MSCI's broadest index of Asia-Pacific shares outside Japan ticked up 0.4 per cent to the highest in almost two weeks.
Asia shares edged higher on Wednesday following a modest bounce on Wall Street, while the dollar drifted lower and oil found some relief from recent relentless selling.
MSCI’s broadest index of Asia-Pacific shares outside Japan ticked up 0.4 per cent to the highest in almost two weeks. Australia’s main index added 0.7 per cent, while South Korea firmed 0.5 per cent.
Already shallow liquidity was drained further by the absence of Tokyo for a holiday, while on Thursday a host of markets globally will be either shut or closing early.
The data cupboard was also bare for Asia, leaving investors waiting on a hefty helping of U.S. figures covering personal incomes and spending, inflation and durable goods orders.
Some of that came early as the Bureau of Economic Analysis inadvertently released figures on personal consumption. As it was, the monthly increase of 0.3 per cent was in line with forecasts and had no obvious impact on markets in Asia.
Equity investors were encouraged by a second session of gain for Wall Street. The Dow ended Tuesday up almost 1 percent, while the S&P 500 gained 0.88 per cent and the Nasdaq 0.65 per cent.
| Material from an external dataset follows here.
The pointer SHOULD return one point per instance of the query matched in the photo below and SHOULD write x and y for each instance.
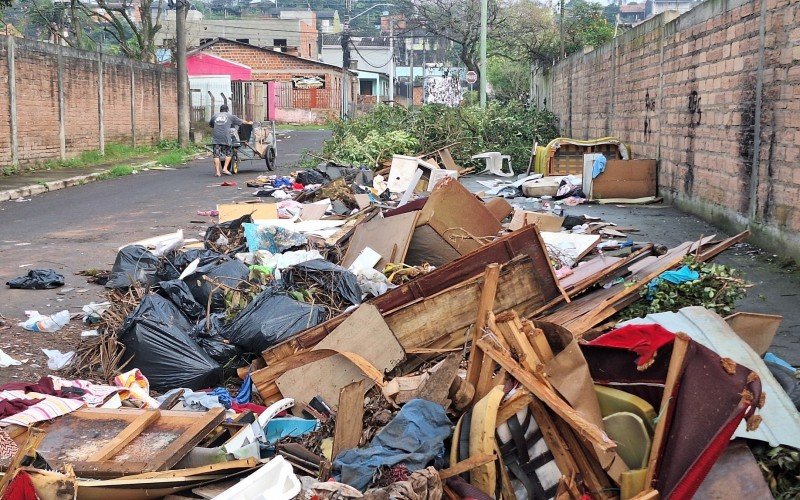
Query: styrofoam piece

Economic data showed a slight downward revision in US economic growth to an annualised 2.0 percent, but that still pipped forecasts and consumer demand held up well.
More bearishly for bonds, the Federal Reserve’s preferred measure of core inflation was revised up a tick to 1.4 per cent. That could add to the Fed’s confidence that inflation would rise toward 2 percent over time and thus support its central forecast of 100 basis points of interest rate hikes next year.
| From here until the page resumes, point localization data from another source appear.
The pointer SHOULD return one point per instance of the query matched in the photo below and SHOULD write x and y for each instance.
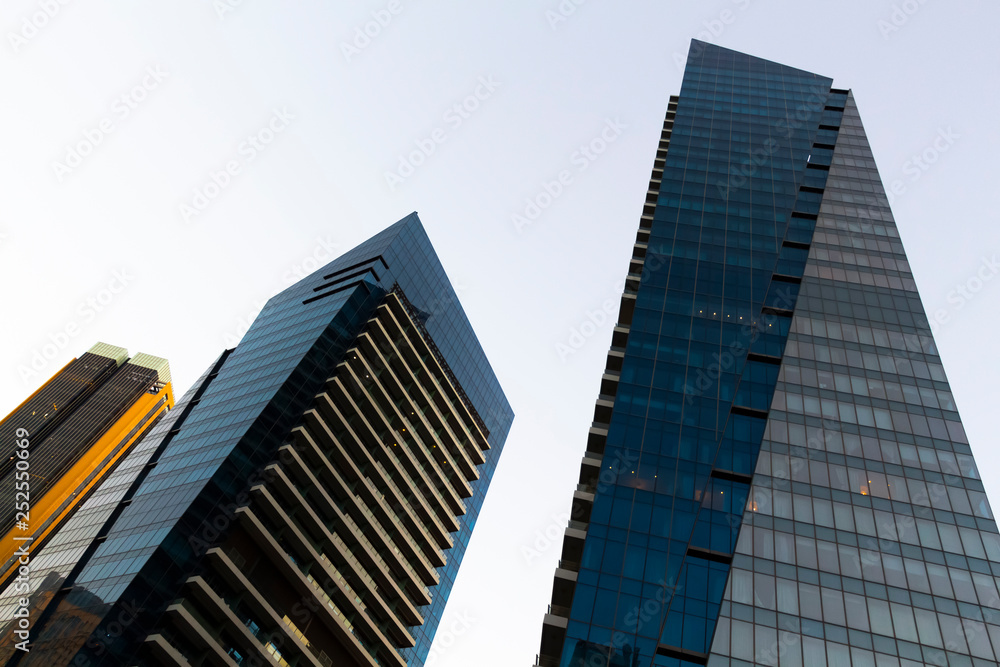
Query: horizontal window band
(370, 260)
(708, 554)
(764, 358)
(682, 654)
(780, 312)
(748, 412)
(730, 476)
Many bond investors have been wagering inflation would stay more subdued and the data triggered a round of profit-taking in Treasuries, particularly in popular curve-flattening trades.
Yields on 10-year and 30-year Treasury paper both rose around 4 basis points.
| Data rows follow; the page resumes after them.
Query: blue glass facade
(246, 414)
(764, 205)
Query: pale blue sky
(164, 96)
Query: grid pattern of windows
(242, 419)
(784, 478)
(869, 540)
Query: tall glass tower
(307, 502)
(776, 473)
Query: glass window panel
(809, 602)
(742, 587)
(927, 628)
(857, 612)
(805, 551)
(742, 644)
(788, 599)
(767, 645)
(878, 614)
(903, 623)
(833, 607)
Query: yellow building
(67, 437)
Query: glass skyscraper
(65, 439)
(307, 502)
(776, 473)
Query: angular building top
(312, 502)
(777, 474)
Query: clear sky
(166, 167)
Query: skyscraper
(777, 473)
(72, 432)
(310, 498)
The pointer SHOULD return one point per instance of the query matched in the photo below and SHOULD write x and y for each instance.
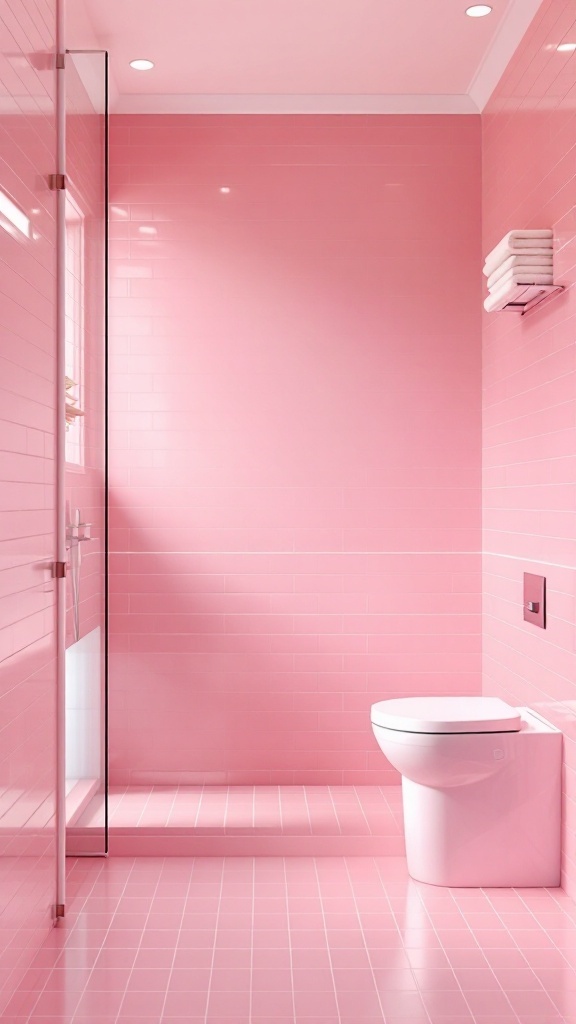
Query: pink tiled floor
(297, 941)
(286, 820)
Fixed-income assets have also been greatly aided by the long slide in oil prices so any hint of a steadying in crude tends to weigh on bonds.
US West Texas Intermediate (WTI) crude futures were quoted 24 cents higher at $36.38 a barrel, while Brent gained 22 cents to $36.33 a barrel.
Both saw a slight boost after the American Petroleum Institute, an industry trade group, released data showing an unexpected drop in stockpiles.
In currency markets the dollar continued its glacial decline as speculators pared long positions in the wake of last week’s US rate increase.
The US dollar was steady on the yen at 121.00, having touched a one-week low overnight, while the euro was a shade firmer at $1.0949.
Against a basket of currencies, the dollar was dead flat at 98.238.